"Je ne supporte plus ma pilule" : c'est derrière cette phrase anodine que se réfugient nombre de femmes qui viennent consulter le Dr Karma, dans la mystérieuse Unité 77. Et en réalité... en réalité elles sont inquiètes, perdues, maltraitées, soucieuses, heureuses, elles culpabilisent, elles cherchent des réponses, une porte de sortie... quelqu'un à qui parler.
le choeur des femmes est une mélopée poignante, lancinante, qui s'élève d'elles lorsqu'on prend la peine de les écouter.

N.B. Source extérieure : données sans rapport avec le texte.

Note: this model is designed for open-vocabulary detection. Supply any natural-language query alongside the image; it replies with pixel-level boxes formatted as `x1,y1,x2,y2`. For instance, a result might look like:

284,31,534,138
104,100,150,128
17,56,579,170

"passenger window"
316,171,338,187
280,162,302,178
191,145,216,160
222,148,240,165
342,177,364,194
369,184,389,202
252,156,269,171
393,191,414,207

Ecouter, c'est devenu la spécialité du Dr Franz Karma. Une "spécialité" à rebours des certitudes violentes imposées par la médecine moderne. "Voulez-vous être saigneur ou soignant ?" demande-t-il à la jeune interne, Jean Atwood, major de toutes ses promotions et certaine de sa vocation : la chirurgie gynécologique.
Au début, Jean (prononcer "Djinn") ne comprend rien à ce qui se passe dans ce service qu'elle n'a pas choisi. Sa colère est immense ; une colère qui la dépasse et dont elle ne perçoit même plus les causes. Une colère qu'elle a dû mobiliser pour se faire une place, la première place, dans un mode d'hommes dominé par la peur, l'intimidation, la compétition et les luttes de pouvoir.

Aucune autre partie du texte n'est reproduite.